Additional Compatibility Information—provides additional information and discussions of compatibility presented largely in narrative form.

Other Information—contains any relevant auxiliary information concerning the drug that does not fall into the previous categories.

The Listing of Concentration

The concentrations of all admixtures in intravenous solutions in the tables (Table 1 and Table 2) generally have been indicated in terms of concentration per liter (L) to facilitate comparison of the various studies. In some cases, this may result in amounts of the drug that are greater or lesser than those normally administered (as when the recommended dose is tested in 100 mL of vehicle), but the listings do accurately reflect the actual concentrations tested, expressed in standardized terms. Concentration may be expressed as a percentage for certain drugs or solutions (e.g., dextran, hetastarch, mannitol, lipid emulsion) to reflect the style commonly used to express concentration for these products.

For studies involving syringes, the actual amounts used are indicated. The volumes are also listed if available.

For studies of actual or simulated Y-site injection of drugs, the concentrations are cited in terms of concentration per mL of each drug solution prior to mixing at the Y-site. Most published research reports have presented the drug concentrations in this manner, and ASHP® Injectable Drug Information™ follows this convention. For those few published reports that presented the drug concentrations after mixing at the Y-site, the concentrations have been recalculated to be consistent with the more common presentation style to maintain the consistency of presentation in ASHP® Injectable Drug Information™. Note that the Y-Site Injection Compatibility table is designed with the assumption of a 1:1 mixture of the subject drug and infusion solution or admixture. For citations reporting other than a 1:1 mixture, the actual amounts tested are specifically noted.

Designating Compatibility or Incompatibility

Each summary of a published research report appearing in the Compatibility Information tables bears a compatibility indicator (C, I, or ?). A report receives a designation of C when the study results indicate that compatibility of the test samples existed under the test conditions. If the study determined an incompatibility existed under the test conditions, then an I designation is assigned for the ASHP® Injectable Drug Information™ entry for that study result. A designation of ? indicates that the test result does not clearly fit either the compatibility or incompatibility definition. Specific standardized guidelines are used to assign these compatibility designations and are described below. The citation is designated as a report of compatibility when results of the original article indicated one or more of the following criteria were met:

  1. Physical or visual compatibility of the combination was reported (no visible or electronically detected indication of particulate formation, haze, precipitation, color change, or gas evolution).
  2. Stability of the components for at least 24 hours in an admixture under the specified conditions was reported (decomposition of 10% or less).
  3. Stability of the components for the entire test period, although in some cases it was less than 24 hours, was reported (time periods less than 24 hours have been noted).

The citation is designated as a report of incompatibility when the results of the original article indicated either or both of the following criteria were met:

  1. A physical or visual incompatibility was reported (visible or electronically detected particulate formation, haze, precipitation, color change, or gas evolution).
  2. Greater than 10% decomposition of one or more components in 24 hours or less under the specified conditions was reported (time periods less than 24 hours have been noted).

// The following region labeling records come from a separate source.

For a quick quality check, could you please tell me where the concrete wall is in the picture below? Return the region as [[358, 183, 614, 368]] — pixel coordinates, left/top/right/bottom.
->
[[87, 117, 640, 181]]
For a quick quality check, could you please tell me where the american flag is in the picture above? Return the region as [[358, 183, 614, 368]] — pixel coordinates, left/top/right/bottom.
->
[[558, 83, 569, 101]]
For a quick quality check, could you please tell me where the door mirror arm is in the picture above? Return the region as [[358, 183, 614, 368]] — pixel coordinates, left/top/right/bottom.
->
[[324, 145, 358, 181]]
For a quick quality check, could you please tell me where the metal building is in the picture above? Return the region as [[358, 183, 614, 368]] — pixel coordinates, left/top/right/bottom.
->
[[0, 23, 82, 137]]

Reports of test results that do not clearly fit into the compatibility or incompatibility definitions cannot be designated as either. These are indicated with a question mark.

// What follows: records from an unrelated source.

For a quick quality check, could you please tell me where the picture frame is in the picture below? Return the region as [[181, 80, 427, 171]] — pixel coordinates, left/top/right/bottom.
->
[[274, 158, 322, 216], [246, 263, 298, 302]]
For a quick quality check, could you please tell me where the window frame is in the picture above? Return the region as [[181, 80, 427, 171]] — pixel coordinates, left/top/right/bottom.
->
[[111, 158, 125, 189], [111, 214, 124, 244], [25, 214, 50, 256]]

Although these criteria have become the conventional definitions of compatibility and incompatibility, the reader should recognize that the criteria may need to be tempered with professional judgment. Inflexible adherence to the compatibility designations should be avoided. Instead, they should be used as aids in the exercising of professional judgment.

Therapeutic incompatibilities or other drug interactions are not within the scope of ASHP® Injectable Drug Information™ and are therefore not addressed. Therapeutically comprehensive references and the product labeling should be consulted for such information.

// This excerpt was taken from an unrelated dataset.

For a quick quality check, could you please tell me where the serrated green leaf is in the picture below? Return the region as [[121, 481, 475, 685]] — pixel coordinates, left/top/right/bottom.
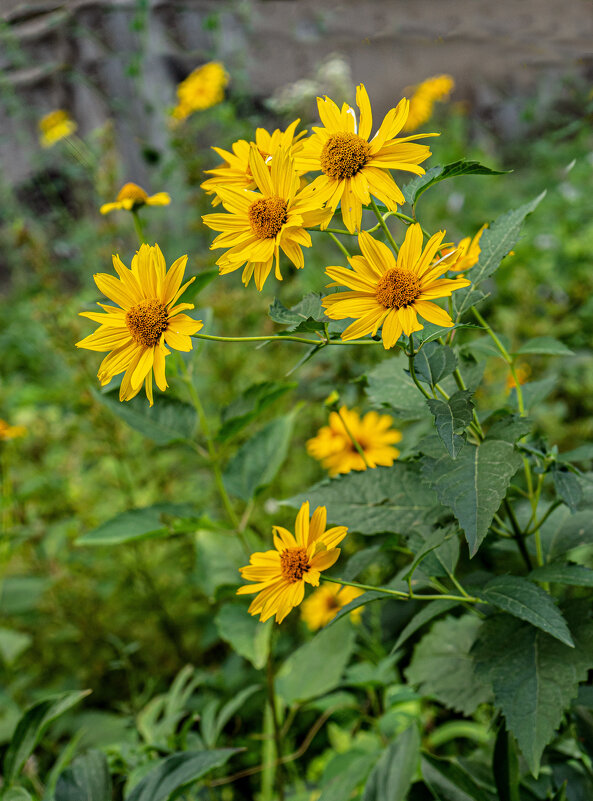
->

Interpreting Compatibility Information in ASHP® Injectable Drug Information™

As mentioned above, the body of information summarized in ASHP® Injectable Drug Information™ is large and complicated. With the possible exception of a report of immediate gross precipitation, it usually takes some degree of thoughtful consideration and judgment to properly evaluate and appropriately act on the research results that are summarized in this resource.

Nowhere is the need for judgment more obvious than when apparently contradictory information appears in two or more published reports. The body of literature in drug-drug and drug-solution compatibility is replete with apparently contradictory results. Except for study results that have been documented later to be incorrect, the conflicting information has been included in ASHP® Injectable Drug Information™ to provide practitioners with all of the information for their consideration. The conflicting information will be readily apparent to the reader because of the content of the Remarks section as well as the C, I, and ? designations following each citation.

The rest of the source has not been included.